In today’s world, more and more autonomous systems operate in safety-critical settings. These systems must accomplish their task safely without the intervention of a human operator. For example, consider the unmanned aerial vehicle (UAV) in Figure 1, whose task is to deliver a package to a designated target area. The UAV should not crash into obstacles, nor should it run out of battery. In other words, the drone must behave safely.
Figure 1: The UAV’s package delivery problem.
However, turbulence or wind gusts may cause uncertainty in the position and velocity of the UAV. Such factors, also referred to as noise, render the behavior of the UAV uncertain. Consequently, the ambitious aim is to compute a controller for the UAV, such that it progresses safely to its target, despite the uncertainty. The focus of our research group is such dependable and safe decision-making under uncertainty. AI systems, such as the UAV, need to account for the inherent uncertainty in the real world autonomously. We combine state-of-the-art techniques from machine learning, artificial intelligence, control theory, and rigorous formal verification to provide strong guarantees on the safe decision-making of AI systems.
A general problem that we face is how to capture uncertainty. For problems such as the UAV delivery, existing methods rely on critical assumptions on the type of noise. For instance, a common assumption is that we have access to well-behaved probability distributions that capture the noise precisely. In practice, however, these assumptions are unrealistic, and they may even lead to unsafe behavior of the autonomous system. For example, suppose the UAV enters a location with a specific velocity. In that case, we need to know precisely the probability that a wind gust will disturb the UAV’s trajectory to compute a safe controller.
Our recent paper Sampling-Based Robust Control of Autonomous Systems with Non-Gaussian Noise follows that line of research and has been selected as a distinguished paper at AAAI. We propose the first method to compute safe controllers for autonomous systems in safety-critical settings under unknown stochastic noise. In contrast to existing methods, we do not rely on any explicit representation of this noise. Instead, we predict the outcome of actions based on previous observations of the noise, that is, our approach is sampling-based. By combining ideas from the fields of control theory, artificial intelligence, and formal verification, we can compute controllers that are safer than those computed by state-of-the-art alternatives.

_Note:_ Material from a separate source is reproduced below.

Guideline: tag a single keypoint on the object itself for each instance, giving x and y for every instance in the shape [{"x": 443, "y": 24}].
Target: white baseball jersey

We consider autonomous systems as continuous-state linear dynamical models, with continuous control inputs that affect the state of the overall system. The general problem that we face is to compute a feedback controller that maximizes the probability to safely reach a desired goal state, while avoiding unsafe states. This problem is very hard to solve in general, because the state and control inputs are continuous, and because the outcomes of control inputs are uncertain due to disturbances in the form of noise.
The key step in our approach is to compute a discrete-state abstraction of the continuous system. Loosely speaking, we partition the infinitely many states into a set of abstract, discrete regions. We then define abstract actions that correspond to control inputs that cause transitions between these regions. Due to the noise, every action has multiple possible outcomes that all occur with a certain probability. We compute lower and upper bounds (intervals) on these probabilities based on a finite number of observations of the noise.
Our abstraction procedure ensures that we obtain a faithful, yet abstract representation of the autonomous system. In fact, this abstraction constitutes a type of Markov decision process, which is the standard type of model in sequential decision making under uncertainty. To analyze our abstract models in a rigorous manner, we use state-of-art tools from an area called formal verification.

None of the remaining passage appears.